Der Dienstagsdialog von Jakub Bijak beschäftigte sich mit den Unschärfebereichen der Forschung zu aktuellen und künftigen Migrationsbewegungen. Besondere Aktualität erlangte der Vortrag dabei durch die Flüchtlingswelle im Zuge des Krieges in der Ukraine.

Grundsätzlich könnten, so Bijak unter Hinweis auf ein Zitat des kürzlich verstorbenen Demografen James W. Vaupel, Bevölkerungsentwicklungen auf Grund der verfügbaren amtlichen Daten zu Geburten und Sterbefällen und der damit verbundenen langfristigen Trends in der Bevölkerungszusammensetzung besser vorhergesagt werden als andere gesellschaftliche Ereignisse. Bei der Migration als dritter Säule der Demografie bleibe dies nach Einschätzung Bijaks jedoch mit starken Unsicherheitsfaktoren behaftet.

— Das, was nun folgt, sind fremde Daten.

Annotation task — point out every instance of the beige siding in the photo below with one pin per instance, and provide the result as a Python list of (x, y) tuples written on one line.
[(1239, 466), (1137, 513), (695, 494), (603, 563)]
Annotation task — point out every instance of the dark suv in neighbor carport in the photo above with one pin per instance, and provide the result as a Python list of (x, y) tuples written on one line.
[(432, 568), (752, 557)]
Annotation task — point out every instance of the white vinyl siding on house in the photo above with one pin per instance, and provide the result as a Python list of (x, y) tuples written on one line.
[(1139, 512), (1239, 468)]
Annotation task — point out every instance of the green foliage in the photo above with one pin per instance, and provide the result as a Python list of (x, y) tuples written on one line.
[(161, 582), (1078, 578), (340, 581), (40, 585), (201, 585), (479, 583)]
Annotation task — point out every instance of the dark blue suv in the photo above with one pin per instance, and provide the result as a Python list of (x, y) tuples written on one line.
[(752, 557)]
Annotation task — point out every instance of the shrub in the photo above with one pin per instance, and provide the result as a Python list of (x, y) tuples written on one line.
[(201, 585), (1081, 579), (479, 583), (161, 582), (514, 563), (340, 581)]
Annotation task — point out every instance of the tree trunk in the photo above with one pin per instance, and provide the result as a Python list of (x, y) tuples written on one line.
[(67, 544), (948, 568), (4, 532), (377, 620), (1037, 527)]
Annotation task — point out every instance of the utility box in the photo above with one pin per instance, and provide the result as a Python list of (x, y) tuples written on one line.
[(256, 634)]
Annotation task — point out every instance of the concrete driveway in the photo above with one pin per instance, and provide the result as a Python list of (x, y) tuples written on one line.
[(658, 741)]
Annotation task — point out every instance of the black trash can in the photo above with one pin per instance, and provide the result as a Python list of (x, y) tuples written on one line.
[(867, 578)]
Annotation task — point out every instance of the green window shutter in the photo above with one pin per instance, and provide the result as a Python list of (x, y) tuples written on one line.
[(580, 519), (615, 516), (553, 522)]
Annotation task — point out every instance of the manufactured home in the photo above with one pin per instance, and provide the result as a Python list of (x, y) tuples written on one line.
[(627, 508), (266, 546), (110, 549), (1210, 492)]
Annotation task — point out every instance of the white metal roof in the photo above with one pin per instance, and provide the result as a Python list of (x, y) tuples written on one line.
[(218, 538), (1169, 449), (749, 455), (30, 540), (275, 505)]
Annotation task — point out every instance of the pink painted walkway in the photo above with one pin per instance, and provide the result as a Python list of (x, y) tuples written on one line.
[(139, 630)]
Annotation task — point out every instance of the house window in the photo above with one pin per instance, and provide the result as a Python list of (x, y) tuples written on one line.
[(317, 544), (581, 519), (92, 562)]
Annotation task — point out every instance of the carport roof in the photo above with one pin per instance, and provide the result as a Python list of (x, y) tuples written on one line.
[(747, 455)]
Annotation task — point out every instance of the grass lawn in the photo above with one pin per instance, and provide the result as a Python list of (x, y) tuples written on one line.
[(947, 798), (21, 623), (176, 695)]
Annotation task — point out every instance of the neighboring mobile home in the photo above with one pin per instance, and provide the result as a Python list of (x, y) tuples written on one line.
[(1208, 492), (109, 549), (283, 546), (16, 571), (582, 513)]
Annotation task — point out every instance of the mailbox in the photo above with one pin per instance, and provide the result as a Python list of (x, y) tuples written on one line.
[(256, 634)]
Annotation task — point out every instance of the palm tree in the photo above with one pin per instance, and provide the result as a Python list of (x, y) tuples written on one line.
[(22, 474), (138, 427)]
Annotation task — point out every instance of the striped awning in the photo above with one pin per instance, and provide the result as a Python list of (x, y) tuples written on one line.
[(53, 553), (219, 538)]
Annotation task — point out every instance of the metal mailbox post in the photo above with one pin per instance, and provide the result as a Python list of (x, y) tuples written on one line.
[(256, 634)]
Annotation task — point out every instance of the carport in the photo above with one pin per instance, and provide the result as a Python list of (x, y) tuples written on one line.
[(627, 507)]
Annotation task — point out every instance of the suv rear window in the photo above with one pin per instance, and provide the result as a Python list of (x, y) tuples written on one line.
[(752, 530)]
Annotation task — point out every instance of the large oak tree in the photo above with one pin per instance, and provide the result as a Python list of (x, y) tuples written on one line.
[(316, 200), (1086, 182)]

Dies zeige auch die Situation in der Ukraine: Die vor einigen Jahren in dieser Form nicht vorhersehbare kriegerische Entwicklung habe in den ersten fünf Wochen nach Kriegsausbruch eine Fluchtbewegung ausgelöst, bei der es sich um das größte Migrationsgeschehen in der jüngeren Geschichte gehandelt habe. In einer sehr kurzen Zeitspanne von nur wenigen Wochen hätten sich ungefähr vier Millionen Menschen auf den beschwerlichen Weg ins Ausland begeben – mit erheblichen Herausforderungen für die Flüchtenden selbst sowie für die Aufnahmeländer.

Der Vortrag warf dabei drei Fragen auf: Erstens, was können wir über Wanderungsbewegungen überhaupt wissen und was nicht? Zweitens, wie können Migrationsbewegungen besser vorhergesagt werden? Und drittens, hätten unsere Reaktionen auf die Migrationsbewegungen besser oder effizienter sein können?

Jakub Bijak beginnt mit der Beantwortung der ersten und eher grundsätzlichen Frage, was wir über die Migration überhaupt wissen können. Er unterscheidet dabei verschiedene Arten der Unsicherheit. Einmal die Unsicherheit epistemischer Art, mit der wissenschaftlichen Kenntnis beschäftigt. Diese kann minimiert werden, indem man bei den verwendeten Konzepten, Definitionen und Annahmen methodisch einwandfrei arbeitet. Es gibt viele verschiedene Datenquellen, diese müssten darauf geprüft werden, dass sie qualitativ hochwertig und valide sind. Dann gibt es eine zweite Form der Unsicherheit "aleatorischer" (d.h. vom Zufall bestimmter) Art. Externe Schocks, Kriege, Krisen, menschliches Verhalten oder die Zukunft an sich sind kaum vorhersagbar. Dies spielt vor allem bei Fluchtbewegungen eine besondere Rolle.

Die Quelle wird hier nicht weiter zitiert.